Le choix du thème de ce colloque a été motivé par la volonté de marquer le vingtième anniversaire de la Déclaration commune sur La Doctrine de la Justification entre l’Église catholique et la Fédération luthérienne mondiale.

Celle-ci apparaît, en effet, exemplaire à plus d’un titre, non seulement par son contenu qui permet, non d’effacer, mais de dépasser en les surmontant les condamnations réciproques du passé au sujet de la doctrine centrale de la justification, mais aussi en raison de la démarche qui a conduit à ce qu’un accord ait été possible après 450 ans de séparation ; c’est ce que l’on a appelé le consensus différencié, ou, selon une tendance plus récente, consensus différenciant. Le mérite de la Déclaration commune (DC) est, en effet, d’avoir permis de dégager un consensus entre catholiques et luthériens sur une compréhension commune de la doctrine de la justification, tout en reconnaissant la légitimité de formulations différentes ou complémentaires mais non contradictoires, propres à la sensibilité de chacune des confessions. Tel est la signification du consensus différencié, terme retenu à l’origine, qui s’avère plus précisément être différenciant, dans la mesure où il distingue ce qui relève du contenu de la doctrine de ce qui relève de son expression, permettant ainsi son appropriation par chacune des Églises concernées. Cette distinction s’avère d’ailleurs d’autant plus nécessaire qu’il existe des différences sémantiques entre les différentes langues qui ne permettent pas d’exprimer strictement de la même façon une réalité donnée ; ce phénomène a d’ailleurs fait l’objet d’une communication de Michel Stavrou, professeur à l’Institut de théologie orthodoxe et à l’ISEO, qui a notamment souligné ces différences non seulement entre les rédactions allemande, anglaise, et française de la DC, mais aussi entre les deux traductions françaises en vigueur ! (ce séminaire devrait avoir pour projet de proposer une traduction unifiée de la DC). De plus un autre aspect remarquable de la DC a été sa réception par les autres confessions chrétiennes : signée à l’origine entre deux partenaires, l’Église catholique et la Fédération luthérienne mondiale, ces derniers furent rejoints par d’autres qui apportèrent à leur tour leur contribution pour approuver et compléter la déclaration initiale en des termes spécifiques correspondant pour chacun à leur propre sensibilité. Tel fut le cas de la Conférence méthodiste mondiale en 2006, de la Communion anglicane en 2016 et de la Communion mondiale d’Églises réformées (CMER) en 2017.
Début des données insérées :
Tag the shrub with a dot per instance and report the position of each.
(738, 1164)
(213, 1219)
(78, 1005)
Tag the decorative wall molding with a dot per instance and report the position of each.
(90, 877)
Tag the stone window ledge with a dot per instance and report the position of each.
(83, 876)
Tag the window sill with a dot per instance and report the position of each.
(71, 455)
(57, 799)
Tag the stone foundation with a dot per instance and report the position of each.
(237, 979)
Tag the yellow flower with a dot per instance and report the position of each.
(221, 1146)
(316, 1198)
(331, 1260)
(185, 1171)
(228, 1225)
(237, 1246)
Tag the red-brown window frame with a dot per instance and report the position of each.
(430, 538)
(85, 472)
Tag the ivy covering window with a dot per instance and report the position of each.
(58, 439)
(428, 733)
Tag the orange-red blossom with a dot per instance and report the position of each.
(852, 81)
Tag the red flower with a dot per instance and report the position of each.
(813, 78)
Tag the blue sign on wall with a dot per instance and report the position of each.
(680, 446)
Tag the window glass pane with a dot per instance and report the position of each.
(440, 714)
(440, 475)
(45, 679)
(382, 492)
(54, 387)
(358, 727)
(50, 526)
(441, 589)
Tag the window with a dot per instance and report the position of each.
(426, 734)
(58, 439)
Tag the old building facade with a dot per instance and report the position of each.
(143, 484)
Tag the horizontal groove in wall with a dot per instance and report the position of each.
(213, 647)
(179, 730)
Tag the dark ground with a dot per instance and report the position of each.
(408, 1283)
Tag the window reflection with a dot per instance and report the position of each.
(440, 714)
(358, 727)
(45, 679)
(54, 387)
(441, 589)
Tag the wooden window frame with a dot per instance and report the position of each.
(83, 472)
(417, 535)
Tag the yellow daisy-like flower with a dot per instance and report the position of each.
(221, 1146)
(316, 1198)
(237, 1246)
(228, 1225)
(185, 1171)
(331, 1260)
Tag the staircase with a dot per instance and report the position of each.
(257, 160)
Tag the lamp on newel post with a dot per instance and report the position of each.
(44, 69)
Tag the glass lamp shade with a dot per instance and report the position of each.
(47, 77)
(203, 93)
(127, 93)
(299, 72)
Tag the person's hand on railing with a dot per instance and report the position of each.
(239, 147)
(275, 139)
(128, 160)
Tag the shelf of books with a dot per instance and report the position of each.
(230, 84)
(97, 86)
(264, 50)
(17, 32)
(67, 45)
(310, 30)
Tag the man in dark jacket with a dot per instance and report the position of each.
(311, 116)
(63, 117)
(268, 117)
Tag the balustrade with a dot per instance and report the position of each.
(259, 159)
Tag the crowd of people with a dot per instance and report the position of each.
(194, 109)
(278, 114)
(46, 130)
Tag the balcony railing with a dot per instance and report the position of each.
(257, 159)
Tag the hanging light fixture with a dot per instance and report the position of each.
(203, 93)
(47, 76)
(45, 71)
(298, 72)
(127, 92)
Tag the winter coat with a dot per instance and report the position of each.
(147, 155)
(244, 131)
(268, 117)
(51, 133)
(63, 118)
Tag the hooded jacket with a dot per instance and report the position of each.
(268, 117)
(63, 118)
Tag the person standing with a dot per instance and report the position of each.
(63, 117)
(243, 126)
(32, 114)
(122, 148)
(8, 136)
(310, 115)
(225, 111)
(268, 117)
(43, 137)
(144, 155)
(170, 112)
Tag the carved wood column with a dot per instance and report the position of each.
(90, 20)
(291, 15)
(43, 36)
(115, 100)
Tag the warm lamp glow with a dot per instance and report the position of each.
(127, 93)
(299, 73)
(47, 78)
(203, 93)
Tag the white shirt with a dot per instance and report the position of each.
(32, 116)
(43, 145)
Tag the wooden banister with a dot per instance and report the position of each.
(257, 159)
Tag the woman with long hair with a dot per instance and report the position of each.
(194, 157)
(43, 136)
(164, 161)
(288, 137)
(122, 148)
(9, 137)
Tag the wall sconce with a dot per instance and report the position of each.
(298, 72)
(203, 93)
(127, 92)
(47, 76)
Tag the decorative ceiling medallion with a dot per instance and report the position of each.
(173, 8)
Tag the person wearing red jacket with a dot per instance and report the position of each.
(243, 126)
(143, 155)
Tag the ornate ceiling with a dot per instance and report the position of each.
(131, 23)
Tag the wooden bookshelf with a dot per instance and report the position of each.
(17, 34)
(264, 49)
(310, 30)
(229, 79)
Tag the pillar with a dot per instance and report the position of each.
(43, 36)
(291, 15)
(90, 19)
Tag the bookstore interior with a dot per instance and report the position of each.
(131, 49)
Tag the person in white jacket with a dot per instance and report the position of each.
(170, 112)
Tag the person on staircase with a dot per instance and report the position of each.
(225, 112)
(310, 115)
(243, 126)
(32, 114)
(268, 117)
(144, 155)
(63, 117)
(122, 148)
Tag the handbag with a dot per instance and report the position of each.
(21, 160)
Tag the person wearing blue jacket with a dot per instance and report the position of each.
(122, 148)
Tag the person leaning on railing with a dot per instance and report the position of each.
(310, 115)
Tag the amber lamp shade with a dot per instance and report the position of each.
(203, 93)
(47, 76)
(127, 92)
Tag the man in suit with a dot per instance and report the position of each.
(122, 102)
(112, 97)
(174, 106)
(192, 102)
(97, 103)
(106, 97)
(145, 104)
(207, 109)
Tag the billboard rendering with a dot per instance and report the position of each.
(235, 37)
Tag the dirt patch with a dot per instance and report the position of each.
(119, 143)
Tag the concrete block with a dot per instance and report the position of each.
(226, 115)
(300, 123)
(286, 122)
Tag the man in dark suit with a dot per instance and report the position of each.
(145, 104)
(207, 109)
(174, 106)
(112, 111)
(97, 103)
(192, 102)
En introduisant ce colloque Luc Forestier, directeur de l’ISEO, a d’une part souligné la tension qui existait entre les deux termes de justice et de justification retenus pour en définir le thème, donnant ainsi une orientation sur les débats à venir, et d’autre part indiqué la nécessité de dépasser le simple fait d’une commémoration, pour considérer la DC dans la contexte actuel comme point de départ pour aborder les différences qui demeurent encore sources de tension entre les Églises. Il est apparu, en outre, au cours des différentes interventions que, si les notions de justice et de justification étaient au cœur de la foi et de la doctrine chrétienne du salut, elles étaient indissociables des notions de péché, de grâce, de sanctification, et même pour les orthodoxes de la notion de déification, avec pour corollaire l’éthique sociale et la pratique de la charité. Qu’en est-il donc aujourd’hui de la DC vingt ans après sa signature officielle, le 31 octobre 1999, par le Cardinal Edward Cassidy et Christian Krause, président de la Fédération luthérienne mondiale ?

Pour répondre à cette question, les nombreuses interventions présentées au cours de ce colloque ont porté, d’une part sur le contenu de la DC, le contexte historique de son élaboration et de sa réception et/ou de sa non réception, mais aussi sur son fondement théologique et biblique, et d’autre part sur ses retombées au plan catéchétique, éthique et social.

La période préparatoire à l’accord sur la Déclaration Commune (1957 – 1999)
Or, si la Déclaration commune sur la doctrine de la justification constitue à bien des égards un événement exceptionnel après plus de 450 ans de séparation, elle n’a pu être adoptée qu’après un long cheminement de rapprochement entre catholiques et luthériens ; outre des tentatives plus anciennes de dépasser les conflits doctrinaux, comme la Confession d’Augsbourg rédigée par Melanchthon ou la Diète de Ratisbonne en 1541, c’est seulement dans la deuxième moitié du vingtième siècle, comme l’a rappelé Theodor Dieter du Centre d’études œcuméniques de Strasbourg, que des études importantes ont été entreprises sur la justification, notamment par Hans Küng (La justification : la doctrine de Karl Barth. Réflexion catholique), Otto Hermann Pesch (La théologie de la justification chez Martin Luther et Thomas d’Aqquin) ou encore Vincent Pfnür (Unis à propos de la doctrine de la justification). Parallèlement, après Vatican II, des dialogues œcuméniques ont été menés au plan international conduisant à la parution d’un certain nombre de rapports préalables (L’Evangile et l’Église en 1972, Justification par la foi en 1985 et Les anathèmes du XVIe siècle sont-ils encore actuels ? en 1986). C’est enfin après plusieurs mises au point faisant suite à des demandes d’éclaircissement de part et d’autre que le texte de la DC put être finalisé et approuvé par les deux parties.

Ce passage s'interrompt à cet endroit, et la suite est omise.